According to a second aspect of the invention, there is provided a method of training a machine learning model to provide a cost function for determining an arrangement of objects, the method comprising: obtaining a training data set, the training data set comprising a plurality of sets of data, each set of data representing an arrangement of objects in a scene and comprising data representing the objects and data representing the relative pose between the objects, wherein each set of data representing an arrangement of objects is associated with a cost value label indicative of the extent to which the arrangement differs from an optimum arrangement of the objects; and training the machine learning model, based on the training data set, to learn a cost function which, based on an input of data representing an arrangement of objects, outputs a cost value indicative of an extent to which the arrangement differs from an optimum arrangement. This may allow for the trained machine learning model to be provided.
Optionally, the method may comprise determining data representing an arrangement of objects different from one or more of the arrangements of objects in the obtained training data set; and including the determined data, and an associated cost value label that indicates the arrangement of objects represented by the data differs from an optimum arrangement, into the training data set. This may allow, for example, for ‘negative’ or otherwise ‘background’ examples to be generated during the training.
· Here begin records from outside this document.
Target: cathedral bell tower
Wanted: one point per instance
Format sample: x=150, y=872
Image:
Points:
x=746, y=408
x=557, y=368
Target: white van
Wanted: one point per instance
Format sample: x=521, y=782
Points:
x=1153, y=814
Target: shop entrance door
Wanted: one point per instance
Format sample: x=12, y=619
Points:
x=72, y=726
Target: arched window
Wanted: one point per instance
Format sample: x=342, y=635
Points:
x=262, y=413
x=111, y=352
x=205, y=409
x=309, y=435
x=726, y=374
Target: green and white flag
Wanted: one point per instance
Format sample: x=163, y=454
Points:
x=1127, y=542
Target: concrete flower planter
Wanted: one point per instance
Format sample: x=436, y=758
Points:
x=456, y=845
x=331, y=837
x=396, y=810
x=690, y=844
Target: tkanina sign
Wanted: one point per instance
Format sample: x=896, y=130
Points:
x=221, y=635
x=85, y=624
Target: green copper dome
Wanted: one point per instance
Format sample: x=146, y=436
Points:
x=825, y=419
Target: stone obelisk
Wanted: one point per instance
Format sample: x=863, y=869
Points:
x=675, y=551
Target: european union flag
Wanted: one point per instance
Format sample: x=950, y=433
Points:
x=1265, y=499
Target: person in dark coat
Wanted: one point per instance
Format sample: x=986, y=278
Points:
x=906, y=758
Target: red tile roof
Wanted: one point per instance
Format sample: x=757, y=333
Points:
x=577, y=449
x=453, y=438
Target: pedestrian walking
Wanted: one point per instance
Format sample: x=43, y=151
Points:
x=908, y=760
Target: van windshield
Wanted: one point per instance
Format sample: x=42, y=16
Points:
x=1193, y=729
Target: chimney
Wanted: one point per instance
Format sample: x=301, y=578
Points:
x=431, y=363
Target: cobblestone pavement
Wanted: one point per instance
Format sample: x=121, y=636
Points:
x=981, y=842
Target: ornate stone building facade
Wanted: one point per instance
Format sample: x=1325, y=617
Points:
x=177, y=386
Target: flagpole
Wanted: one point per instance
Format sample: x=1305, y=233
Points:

Optionally, the training data set comprises a plurality of sets of graph data, each set of graph data representing a graph representing an arrangement of objects in a scene, the graph comprising nodes and edges connecting nodes, wherein each node represents a respective object and each edge represents a relative pose between two objects represented by two nodes that the edge connects, and wherein the machine learning model is a graph neural network. As has been described, graph neural networks may be well suited to learning object-object relations, and hence this may provide for a resource efficient and/or reliable way to train a machine learning model. Moreover, the graph data may provide a resource efficient way to generate ‘negative’ example used in the training of the machine learning model. For example, as mentioned above, negative training examples could be provided by generating counter example graphs (e.g. by modifying the graphs of one or more of the provided positive example arrangements), which may be more resource efficient than generating realistic images of untidy scenes, for example. Alternatively or additionally, this may help allow for the training to be conducted without human supervision or environment interaction, for example in an autonomous and/or semi-autonomous way.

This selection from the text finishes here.